While Bitcoin (BTC) has seen a decline in performance, Ethereum continues to showcase strength and resilience. BTC may have touched $124k, but is currently experiencing negative monthly returns, whereas ETH has maintained a positive trajectory with a 16% increase, testing key resistance levels and attracting capital inflows. This has led to an increase in ETH dominance from 8% to 14% since May, while BTC dominance has dropped to 59%.
The rise in on-chain and product flows further supports Ethereum’s position in the market. Ethereum ETFs contributed $2.9 billion out of the total $3.75 billion crypto ETP inflows last week, propelling ETH towards $4.7k. In contrast, BTC received only $552 million despite reaching its all-time high.

Source: CoinShares
But the momentum doesn’t end there.
Spot ETH ETFs have witnessed a surge, reaching $17 billion in weekly volume as part of a combined $40 billion ETF market for BTC and ETH. This indicates a significant shift in liquidity towards Ethereum, positioning it as a prominent choice for investors.

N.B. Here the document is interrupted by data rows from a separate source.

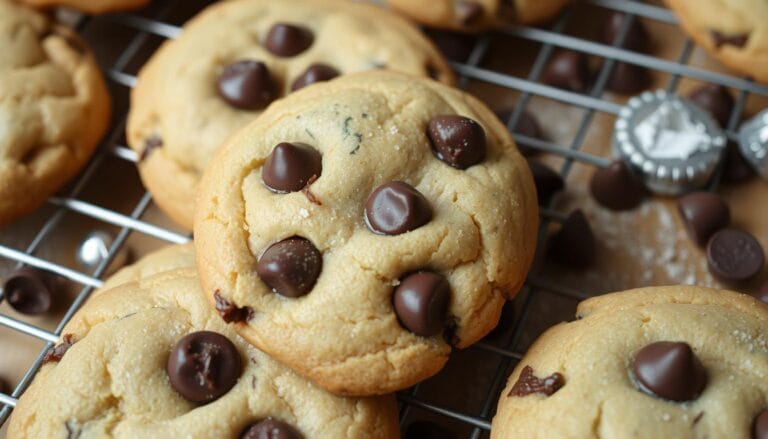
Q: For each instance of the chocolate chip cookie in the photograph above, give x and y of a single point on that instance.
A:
(54, 108)
(234, 59)
(152, 359)
(476, 15)
(360, 228)
(655, 362)
(733, 31)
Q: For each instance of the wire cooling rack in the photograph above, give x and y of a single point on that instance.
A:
(463, 397)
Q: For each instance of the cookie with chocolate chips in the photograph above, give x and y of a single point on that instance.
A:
(733, 31)
(234, 59)
(677, 361)
(150, 358)
(418, 221)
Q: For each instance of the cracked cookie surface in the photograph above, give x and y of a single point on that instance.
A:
(54, 108)
(112, 381)
(193, 93)
(314, 271)
(596, 356)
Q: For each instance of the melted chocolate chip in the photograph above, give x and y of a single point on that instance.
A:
(246, 85)
(457, 140)
(288, 40)
(396, 208)
(527, 383)
(734, 255)
(421, 303)
(314, 73)
(704, 214)
(290, 267)
(290, 167)
(203, 366)
(669, 370)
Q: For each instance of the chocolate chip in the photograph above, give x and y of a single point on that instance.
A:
(288, 40)
(734, 255)
(30, 290)
(456, 140)
(714, 99)
(270, 429)
(574, 244)
(669, 370)
(290, 267)
(421, 302)
(617, 187)
(528, 384)
(548, 182)
(568, 70)
(395, 208)
(704, 214)
(203, 366)
(290, 166)
(314, 73)
(246, 85)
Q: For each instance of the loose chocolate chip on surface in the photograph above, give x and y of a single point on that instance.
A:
(617, 187)
(734, 255)
(314, 73)
(30, 290)
(527, 383)
(290, 166)
(246, 85)
(456, 140)
(395, 208)
(203, 366)
(288, 40)
(669, 370)
(421, 303)
(290, 267)
(704, 214)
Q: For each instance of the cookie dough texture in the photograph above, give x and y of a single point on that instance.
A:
(370, 129)
(726, 331)
(447, 14)
(735, 19)
(175, 99)
(54, 108)
(112, 382)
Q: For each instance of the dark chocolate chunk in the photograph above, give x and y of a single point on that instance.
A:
(714, 99)
(527, 383)
(290, 167)
(457, 140)
(574, 244)
(396, 208)
(30, 290)
(286, 39)
(704, 214)
(617, 187)
(246, 85)
(314, 73)
(568, 70)
(421, 303)
(669, 370)
(734, 255)
(270, 429)
(290, 267)
(203, 366)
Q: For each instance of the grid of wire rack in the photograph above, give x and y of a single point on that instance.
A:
(475, 423)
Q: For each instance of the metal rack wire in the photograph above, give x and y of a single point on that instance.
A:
(474, 423)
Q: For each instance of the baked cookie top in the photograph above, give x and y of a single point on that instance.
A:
(54, 108)
(359, 228)
(151, 359)
(676, 361)
(236, 57)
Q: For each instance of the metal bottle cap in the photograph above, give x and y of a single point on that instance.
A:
(673, 145)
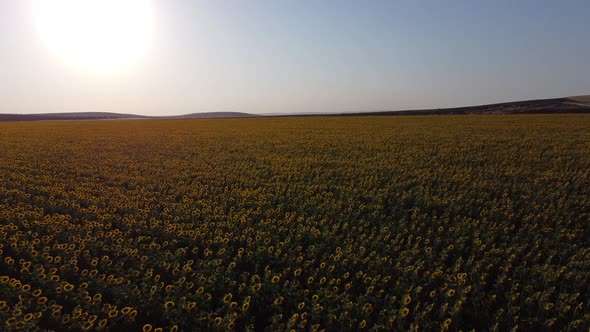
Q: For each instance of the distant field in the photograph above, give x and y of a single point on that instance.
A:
(430, 223)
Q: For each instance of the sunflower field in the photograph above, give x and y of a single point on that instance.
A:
(311, 223)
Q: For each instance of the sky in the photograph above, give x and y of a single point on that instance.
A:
(286, 56)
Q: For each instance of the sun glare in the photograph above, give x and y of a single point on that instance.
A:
(96, 35)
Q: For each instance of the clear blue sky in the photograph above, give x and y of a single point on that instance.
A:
(313, 56)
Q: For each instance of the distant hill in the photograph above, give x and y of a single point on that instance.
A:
(209, 115)
(575, 104)
(115, 116)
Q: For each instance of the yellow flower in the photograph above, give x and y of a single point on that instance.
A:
(407, 299)
(405, 312)
(113, 313)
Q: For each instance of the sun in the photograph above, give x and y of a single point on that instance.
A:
(96, 35)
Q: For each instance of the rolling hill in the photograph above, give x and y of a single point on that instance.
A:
(574, 104)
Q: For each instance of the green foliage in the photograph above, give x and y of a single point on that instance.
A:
(431, 223)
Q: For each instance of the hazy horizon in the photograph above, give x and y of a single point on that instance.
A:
(296, 57)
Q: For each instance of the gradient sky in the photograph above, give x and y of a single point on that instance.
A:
(313, 56)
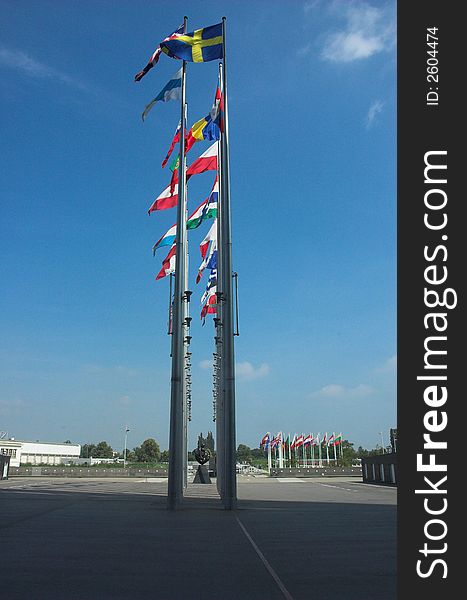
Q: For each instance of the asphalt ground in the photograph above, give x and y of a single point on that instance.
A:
(298, 539)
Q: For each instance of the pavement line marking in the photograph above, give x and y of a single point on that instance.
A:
(274, 575)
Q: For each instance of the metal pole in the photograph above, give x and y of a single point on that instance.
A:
(177, 396)
(228, 357)
(124, 450)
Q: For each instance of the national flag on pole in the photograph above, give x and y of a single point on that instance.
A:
(167, 199)
(209, 307)
(210, 237)
(175, 140)
(154, 58)
(206, 210)
(171, 91)
(168, 264)
(207, 128)
(206, 162)
(201, 45)
(166, 240)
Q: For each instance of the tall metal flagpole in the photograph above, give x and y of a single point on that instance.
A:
(177, 395)
(228, 356)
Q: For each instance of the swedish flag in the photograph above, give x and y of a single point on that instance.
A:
(201, 45)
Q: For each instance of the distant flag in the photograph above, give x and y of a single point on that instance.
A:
(206, 210)
(209, 307)
(210, 262)
(202, 45)
(209, 238)
(207, 128)
(154, 58)
(167, 199)
(168, 264)
(166, 240)
(171, 91)
(206, 162)
(175, 140)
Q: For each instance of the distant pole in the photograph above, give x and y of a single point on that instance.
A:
(228, 356)
(124, 449)
(177, 446)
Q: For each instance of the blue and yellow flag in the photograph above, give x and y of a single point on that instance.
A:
(201, 45)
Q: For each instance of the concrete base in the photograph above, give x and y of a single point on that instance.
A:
(202, 475)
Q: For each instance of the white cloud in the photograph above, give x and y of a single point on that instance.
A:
(20, 61)
(390, 366)
(247, 372)
(334, 390)
(375, 108)
(368, 30)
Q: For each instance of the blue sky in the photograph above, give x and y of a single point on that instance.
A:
(312, 96)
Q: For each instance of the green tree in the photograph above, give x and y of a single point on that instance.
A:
(244, 453)
(149, 451)
(88, 450)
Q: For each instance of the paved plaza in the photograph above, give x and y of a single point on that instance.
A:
(300, 539)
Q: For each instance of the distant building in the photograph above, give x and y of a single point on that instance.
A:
(36, 453)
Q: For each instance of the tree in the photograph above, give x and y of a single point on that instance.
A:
(244, 453)
(103, 450)
(149, 451)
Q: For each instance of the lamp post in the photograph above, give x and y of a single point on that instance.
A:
(124, 449)
(382, 442)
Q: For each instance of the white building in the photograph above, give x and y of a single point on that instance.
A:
(36, 453)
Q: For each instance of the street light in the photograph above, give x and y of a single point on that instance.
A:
(382, 442)
(124, 450)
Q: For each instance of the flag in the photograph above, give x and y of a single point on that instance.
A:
(206, 162)
(209, 307)
(210, 237)
(175, 140)
(154, 58)
(171, 91)
(168, 264)
(207, 128)
(206, 210)
(210, 262)
(201, 45)
(211, 284)
(166, 240)
(167, 199)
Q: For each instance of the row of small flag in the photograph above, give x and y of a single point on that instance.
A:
(300, 440)
(202, 45)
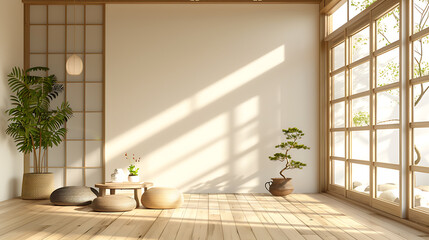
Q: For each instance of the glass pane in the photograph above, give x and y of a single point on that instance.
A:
(38, 14)
(94, 14)
(360, 78)
(94, 153)
(388, 107)
(421, 190)
(56, 156)
(338, 55)
(75, 38)
(75, 153)
(56, 14)
(57, 66)
(94, 97)
(357, 6)
(75, 18)
(360, 112)
(74, 78)
(388, 184)
(339, 115)
(38, 39)
(388, 68)
(388, 28)
(94, 67)
(339, 143)
(421, 57)
(75, 126)
(420, 14)
(421, 147)
(339, 17)
(339, 172)
(421, 102)
(37, 60)
(94, 39)
(56, 102)
(360, 44)
(388, 146)
(360, 145)
(360, 178)
(338, 85)
(75, 96)
(56, 39)
(94, 126)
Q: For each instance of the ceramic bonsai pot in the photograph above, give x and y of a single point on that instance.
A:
(280, 186)
(37, 186)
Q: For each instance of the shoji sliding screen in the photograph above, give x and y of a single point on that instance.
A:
(52, 34)
(419, 92)
(365, 105)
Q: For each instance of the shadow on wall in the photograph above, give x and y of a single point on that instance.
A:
(227, 183)
(205, 117)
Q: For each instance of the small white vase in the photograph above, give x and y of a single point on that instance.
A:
(133, 178)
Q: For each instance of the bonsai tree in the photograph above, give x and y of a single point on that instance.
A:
(292, 136)
(33, 125)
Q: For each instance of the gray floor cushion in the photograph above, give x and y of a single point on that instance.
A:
(73, 196)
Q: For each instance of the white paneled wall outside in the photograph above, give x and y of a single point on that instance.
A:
(54, 33)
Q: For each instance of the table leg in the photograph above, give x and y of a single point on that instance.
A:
(102, 192)
(138, 196)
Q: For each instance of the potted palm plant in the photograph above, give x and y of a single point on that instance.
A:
(283, 186)
(35, 126)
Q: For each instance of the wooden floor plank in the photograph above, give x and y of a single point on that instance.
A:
(173, 225)
(207, 216)
(187, 225)
(228, 225)
(243, 228)
(267, 222)
(202, 218)
(388, 227)
(288, 230)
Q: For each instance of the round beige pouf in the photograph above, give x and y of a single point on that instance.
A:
(161, 198)
(113, 203)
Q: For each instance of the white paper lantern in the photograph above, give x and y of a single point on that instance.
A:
(74, 65)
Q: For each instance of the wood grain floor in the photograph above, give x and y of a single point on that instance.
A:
(206, 216)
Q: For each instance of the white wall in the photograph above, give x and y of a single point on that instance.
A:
(201, 92)
(11, 54)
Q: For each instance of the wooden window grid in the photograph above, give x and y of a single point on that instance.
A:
(66, 80)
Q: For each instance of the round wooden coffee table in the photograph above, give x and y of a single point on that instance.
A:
(137, 187)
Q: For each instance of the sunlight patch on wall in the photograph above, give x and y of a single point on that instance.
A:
(200, 100)
(240, 77)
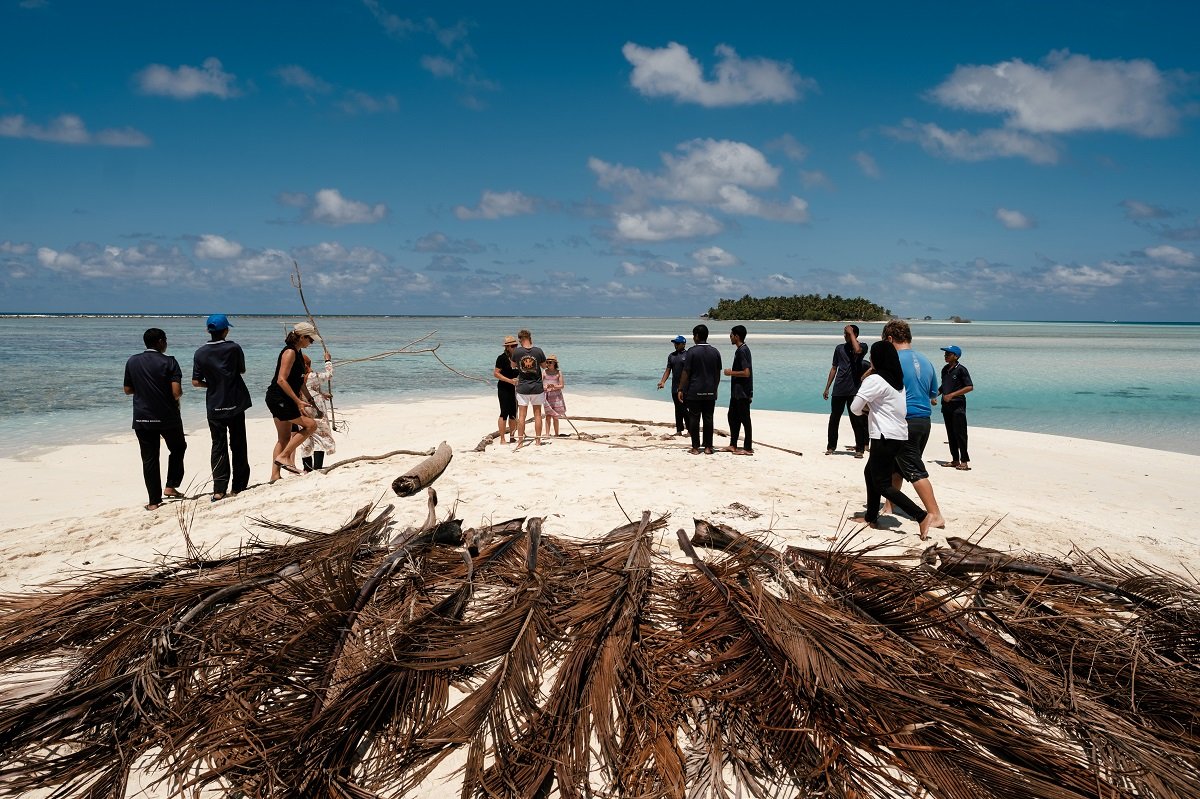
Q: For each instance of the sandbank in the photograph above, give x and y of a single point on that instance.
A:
(79, 508)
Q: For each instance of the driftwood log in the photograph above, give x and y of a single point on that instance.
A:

In essence, the market signals that ETH is currently the focal point for capital inflows, with both ETFs and spot flows reinforcing its dominance narrative.
Therefore, the recent 4% pullback in Ethereum’s price could be viewed as a minor correction within a broader trend of capital rotation towards Ethereum.
Driving Forces Behind Ethereum’s Growth
Since May, ETH has outperformed BTC significantly, with a price surge of over 100%, highlighting Ethereum’s dominance in the market. Speculative flows have also been pouring in.
In the first two weeks of this month alone, Ethereum attracted nearly $10 billion in leveraged investments, pushing Open Interest to a record $65 billion. In contrast, BTC saw only a $1 billion inflow, indicating a strong shift towards derivatives trading in favor of Ethereum.
This shift is further evidenced by the ETH/BTC ratio, which has seen consecutive monthly gains for the first time since 2022, with a remarkable 70% increase since May.

Source: TradingView (ETH/BTC)
This shift carries significant implications. In a risk-on environment, capital is clearly flowing towards Ethereum, both in terms of spot and leveraged trading activities. This trend has resulted in Ethereum outperforming BTC in terms of weekly and monthly returns.
As a result, the recent 4% correction in Ethereum’s price should be viewed as a temporary setback rather than a reversal of the overall trend, presenting a potential opportunity for investors to capitalize on the upside potential in 2025.